Mittlerweile bin ich aber gerne mal etwas flotter unterwegs und hier kommt das Rad an seine Grenzen. Auch sind die acht Gänge mir nur bedingt eine Hilfe. Also werde ich dieses Rad nun verkaufen. (Falls jemand interessiert ist…😉)

Nachdem ich mir im letzten Urlaub auf den Kanaren ein Trekkingbike ausgeliehen hatte und dieses für mich ideal fand, habe ich mich mit einem selbigen nun belohnt.😎 Darf ich vorstellen – mein Neues.

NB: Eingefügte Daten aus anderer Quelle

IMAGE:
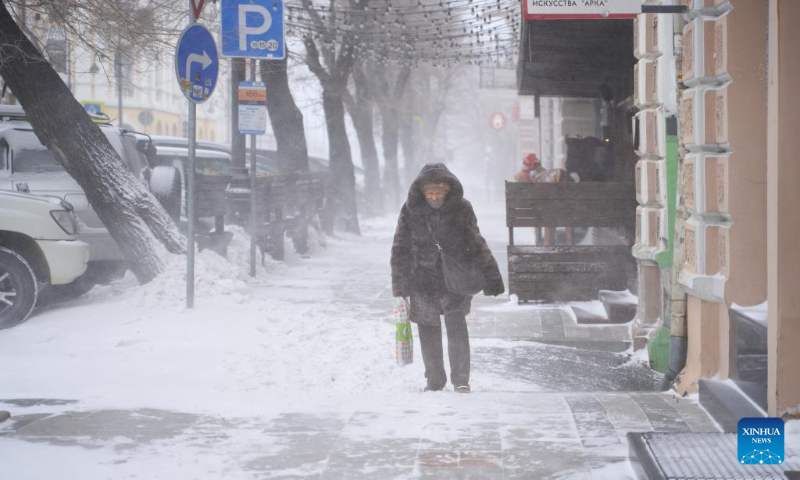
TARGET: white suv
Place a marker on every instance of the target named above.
(28, 166)
(38, 246)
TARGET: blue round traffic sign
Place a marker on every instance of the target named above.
(196, 63)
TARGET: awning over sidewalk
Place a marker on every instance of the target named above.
(574, 58)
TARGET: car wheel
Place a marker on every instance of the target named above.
(18, 289)
(165, 184)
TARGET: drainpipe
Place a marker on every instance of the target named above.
(678, 328)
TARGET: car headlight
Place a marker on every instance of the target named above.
(66, 221)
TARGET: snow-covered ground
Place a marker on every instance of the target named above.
(266, 374)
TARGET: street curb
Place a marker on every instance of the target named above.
(643, 461)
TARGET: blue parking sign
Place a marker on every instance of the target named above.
(253, 29)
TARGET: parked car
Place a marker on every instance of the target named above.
(28, 166)
(39, 247)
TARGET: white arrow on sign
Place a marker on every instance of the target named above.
(203, 59)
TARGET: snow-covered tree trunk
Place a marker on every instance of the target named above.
(361, 112)
(286, 118)
(132, 215)
(341, 161)
(389, 137)
(390, 97)
(408, 143)
(334, 84)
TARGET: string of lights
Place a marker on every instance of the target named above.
(440, 33)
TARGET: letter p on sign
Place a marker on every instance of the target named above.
(245, 30)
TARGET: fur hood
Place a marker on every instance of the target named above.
(434, 173)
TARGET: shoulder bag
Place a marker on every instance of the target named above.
(462, 274)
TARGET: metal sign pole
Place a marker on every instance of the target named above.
(189, 173)
(253, 217)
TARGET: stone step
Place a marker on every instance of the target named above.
(620, 306)
(727, 404)
(665, 456)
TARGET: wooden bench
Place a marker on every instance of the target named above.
(551, 272)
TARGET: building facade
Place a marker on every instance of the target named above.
(733, 232)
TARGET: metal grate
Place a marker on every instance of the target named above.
(710, 456)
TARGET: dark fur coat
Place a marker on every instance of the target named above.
(415, 259)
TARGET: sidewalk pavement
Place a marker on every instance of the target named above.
(514, 435)
(568, 396)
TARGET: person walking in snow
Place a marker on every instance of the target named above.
(436, 200)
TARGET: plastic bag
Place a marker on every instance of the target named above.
(404, 342)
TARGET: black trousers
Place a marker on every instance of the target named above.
(430, 338)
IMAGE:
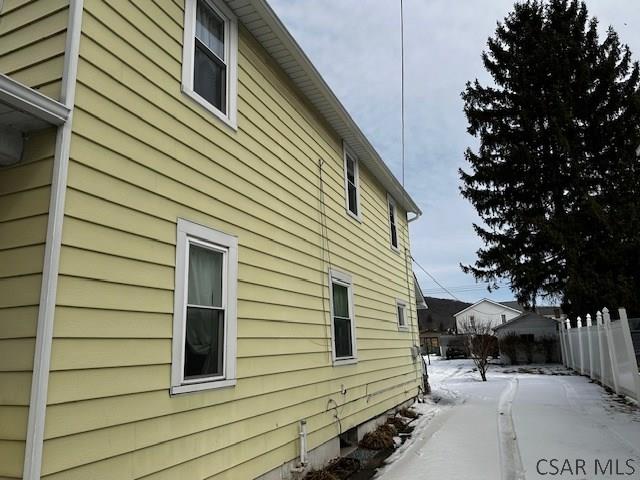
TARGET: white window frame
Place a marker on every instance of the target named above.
(231, 53)
(192, 233)
(402, 304)
(356, 173)
(345, 280)
(391, 203)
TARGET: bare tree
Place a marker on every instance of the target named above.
(482, 343)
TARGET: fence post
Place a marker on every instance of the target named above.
(571, 356)
(580, 346)
(612, 354)
(599, 329)
(563, 348)
(628, 343)
(590, 343)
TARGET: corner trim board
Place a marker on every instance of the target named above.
(44, 334)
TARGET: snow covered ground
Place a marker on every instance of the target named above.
(525, 422)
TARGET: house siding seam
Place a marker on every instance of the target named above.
(32, 43)
(142, 155)
(24, 204)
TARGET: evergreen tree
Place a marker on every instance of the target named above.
(556, 177)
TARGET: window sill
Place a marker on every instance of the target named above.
(198, 387)
(227, 120)
(345, 361)
(357, 218)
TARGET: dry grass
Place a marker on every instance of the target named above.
(408, 413)
(397, 422)
(343, 467)
(323, 474)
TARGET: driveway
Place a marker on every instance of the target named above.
(534, 423)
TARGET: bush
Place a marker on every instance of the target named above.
(509, 345)
(380, 439)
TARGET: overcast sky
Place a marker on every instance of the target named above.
(355, 44)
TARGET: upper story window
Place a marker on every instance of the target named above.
(352, 183)
(401, 309)
(204, 320)
(209, 65)
(342, 318)
(393, 229)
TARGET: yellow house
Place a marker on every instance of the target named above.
(204, 264)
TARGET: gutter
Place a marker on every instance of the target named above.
(44, 334)
(30, 101)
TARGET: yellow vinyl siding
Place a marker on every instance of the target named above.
(24, 203)
(142, 155)
(32, 43)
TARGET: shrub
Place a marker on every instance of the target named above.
(509, 345)
(380, 439)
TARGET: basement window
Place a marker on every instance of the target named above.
(209, 64)
(342, 318)
(204, 319)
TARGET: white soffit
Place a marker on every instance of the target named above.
(24, 109)
(262, 22)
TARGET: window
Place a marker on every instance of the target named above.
(352, 184)
(342, 318)
(209, 64)
(392, 223)
(401, 309)
(204, 318)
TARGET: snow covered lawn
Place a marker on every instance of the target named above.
(525, 422)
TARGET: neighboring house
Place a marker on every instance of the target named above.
(202, 259)
(536, 332)
(485, 311)
(437, 320)
(498, 313)
(549, 311)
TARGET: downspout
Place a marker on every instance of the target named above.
(50, 269)
(303, 443)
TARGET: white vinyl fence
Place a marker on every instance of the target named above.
(604, 351)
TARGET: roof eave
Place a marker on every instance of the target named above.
(31, 102)
(340, 120)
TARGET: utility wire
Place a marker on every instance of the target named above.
(434, 279)
(402, 83)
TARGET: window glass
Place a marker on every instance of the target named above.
(204, 332)
(342, 321)
(210, 69)
(210, 29)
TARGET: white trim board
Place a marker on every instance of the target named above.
(230, 118)
(51, 266)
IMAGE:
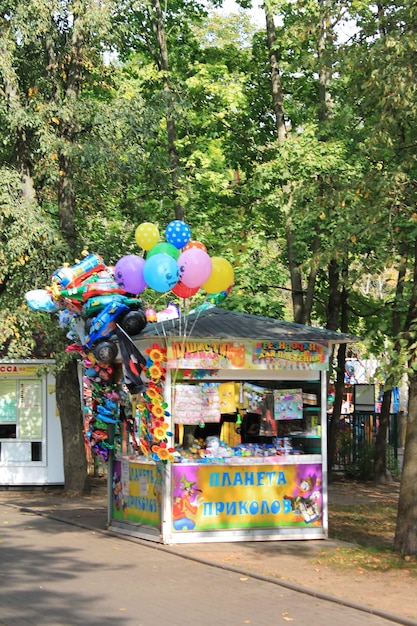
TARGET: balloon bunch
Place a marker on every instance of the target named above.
(90, 303)
(178, 264)
(94, 301)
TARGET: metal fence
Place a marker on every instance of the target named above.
(356, 440)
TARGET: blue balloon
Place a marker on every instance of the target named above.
(161, 272)
(178, 233)
(40, 300)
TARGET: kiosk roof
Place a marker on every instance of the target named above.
(222, 324)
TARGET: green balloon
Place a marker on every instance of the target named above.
(164, 248)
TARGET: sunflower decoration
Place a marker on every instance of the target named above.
(155, 371)
(157, 353)
(153, 392)
(156, 431)
(163, 453)
(160, 431)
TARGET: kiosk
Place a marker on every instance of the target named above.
(244, 413)
(30, 429)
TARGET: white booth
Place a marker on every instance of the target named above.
(30, 429)
(210, 479)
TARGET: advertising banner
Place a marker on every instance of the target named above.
(255, 355)
(137, 493)
(213, 497)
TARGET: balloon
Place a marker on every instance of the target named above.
(161, 272)
(128, 273)
(178, 233)
(182, 291)
(221, 276)
(164, 247)
(40, 300)
(195, 267)
(147, 235)
(195, 244)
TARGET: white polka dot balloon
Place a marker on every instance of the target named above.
(178, 233)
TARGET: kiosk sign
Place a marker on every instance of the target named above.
(207, 498)
(257, 355)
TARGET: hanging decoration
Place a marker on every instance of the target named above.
(101, 308)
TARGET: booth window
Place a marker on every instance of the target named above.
(21, 410)
(36, 450)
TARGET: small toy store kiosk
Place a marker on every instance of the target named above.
(244, 412)
(30, 429)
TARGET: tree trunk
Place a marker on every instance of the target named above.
(68, 385)
(380, 456)
(71, 415)
(381, 435)
(338, 305)
(159, 29)
(406, 529)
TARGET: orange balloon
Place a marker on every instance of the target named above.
(221, 277)
(195, 244)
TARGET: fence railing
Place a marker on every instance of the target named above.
(356, 440)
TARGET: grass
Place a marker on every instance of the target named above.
(369, 529)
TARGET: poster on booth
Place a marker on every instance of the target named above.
(137, 493)
(207, 498)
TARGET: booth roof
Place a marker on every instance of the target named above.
(222, 324)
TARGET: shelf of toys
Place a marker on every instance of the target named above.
(227, 443)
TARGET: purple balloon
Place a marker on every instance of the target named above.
(128, 273)
(195, 267)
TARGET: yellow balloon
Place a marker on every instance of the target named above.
(221, 277)
(147, 235)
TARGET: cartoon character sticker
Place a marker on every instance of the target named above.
(306, 503)
(187, 500)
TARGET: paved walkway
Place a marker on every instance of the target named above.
(270, 563)
(59, 574)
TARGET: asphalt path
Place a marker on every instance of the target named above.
(52, 572)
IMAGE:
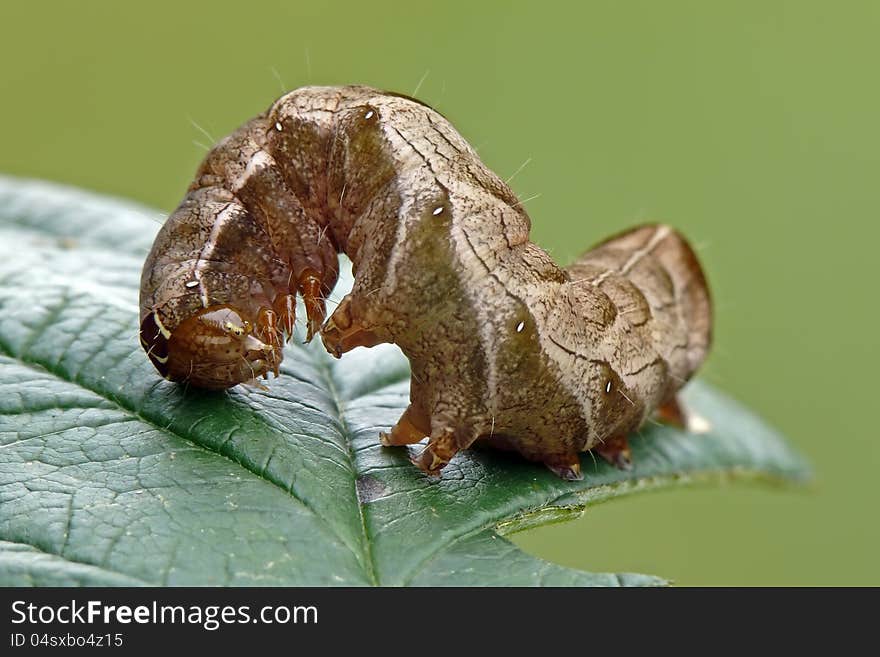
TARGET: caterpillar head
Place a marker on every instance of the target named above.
(215, 348)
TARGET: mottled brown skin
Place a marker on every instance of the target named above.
(505, 346)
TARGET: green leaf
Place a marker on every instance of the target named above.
(110, 475)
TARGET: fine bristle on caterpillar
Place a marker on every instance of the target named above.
(505, 346)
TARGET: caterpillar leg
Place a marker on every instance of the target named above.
(444, 444)
(565, 466)
(440, 450)
(285, 308)
(343, 331)
(673, 413)
(267, 331)
(309, 285)
(410, 428)
(616, 451)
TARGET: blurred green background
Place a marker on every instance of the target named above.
(751, 126)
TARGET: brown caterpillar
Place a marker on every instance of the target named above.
(505, 346)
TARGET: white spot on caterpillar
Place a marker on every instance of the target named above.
(259, 160)
(164, 331)
(208, 249)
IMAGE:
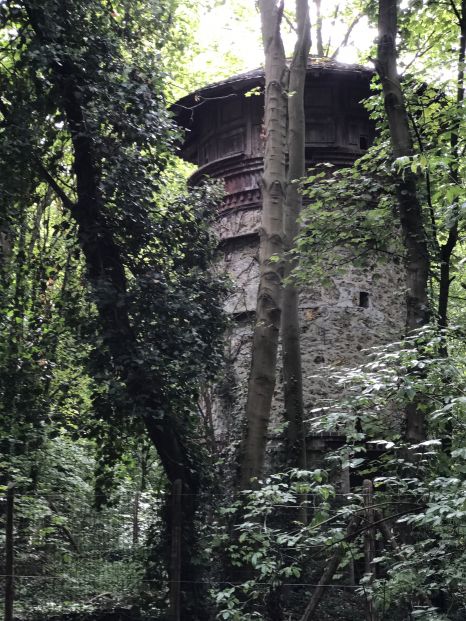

Ok, 21 Gänge überfordern einen Techniklegastheniker wie mich momentan noch etwas, aber die erste Runde habe ich damit bereits erfolgreich gedreht. Zunächst am Mittwoch eine ganz kleine Runde und gestern dann eine knapp 40km Tour. Es is schon etwas anderes, mit einem sportlichen Rad unterwegs zu sein Ich freue mich darüber wie ein Schneekönig. 😁👏

Am Mittwoch stand im Fitty, nach meinen ersten knapp drei Monaten dort, die erste Erfolgskontrolle an. Stoffwechsel- und Kardiotest sowie Kontrolle der Körperwerte wie Gewicht, Fett- und Muskelmasse. Mit den Ergebnissen kann ich durchweg zufrieden sein. Mein Gewicht hat sich verringert (obwohl meine Waage da ja etwas anderes sagt), die Fettmasse sich reduziert und die Muskelmasse erhöht. Alles in einem moderaten Rahmen, aber nach nicht ganz drei Monaten ist das ok. Meine Ausdauer hat sich gut verbessert und die Herzwerte waren goldig. Einzig wurde festgestellt, dass mein Körper beim Sport noch vermehrt Kohlenhydrate zur Energiegewinnung verbrennt und nicht an die (in noch ausreichender Menge vorhandenen) Fettreserven geht. Daher habe ich nun meine Ernährung noch einmal angepasst und den Eiweißanteil nach oben angepasst und die Kohlenhydrate reduziert. Ich bin sehr gespannt, wie ich das langfristig umsetze, esse ich doch gerne Dinge wie, Kartoffeln, Nudeln, Brot,…. Ich habe das zwar nicht gänzlich verbannt, aber ich schraube den Verzehr schon runter. Ein Frühstück mit Skyr, etwas Müsli und Obst finde ich klasse. Schmeckt mir und macht satt. Mein erstes Eiweißmittagessen gab es am Donnerstag- Rinderhackfleisch mit Sauerkraut. Ich war skeptisch (vor allem weil es aussieht als hätte es vorher schon mal jemand gegessen 😮) aber es war lecker. Nun mache ich mich auf die Suche nach neuen Rezepten, das Netz ist ja voll davon.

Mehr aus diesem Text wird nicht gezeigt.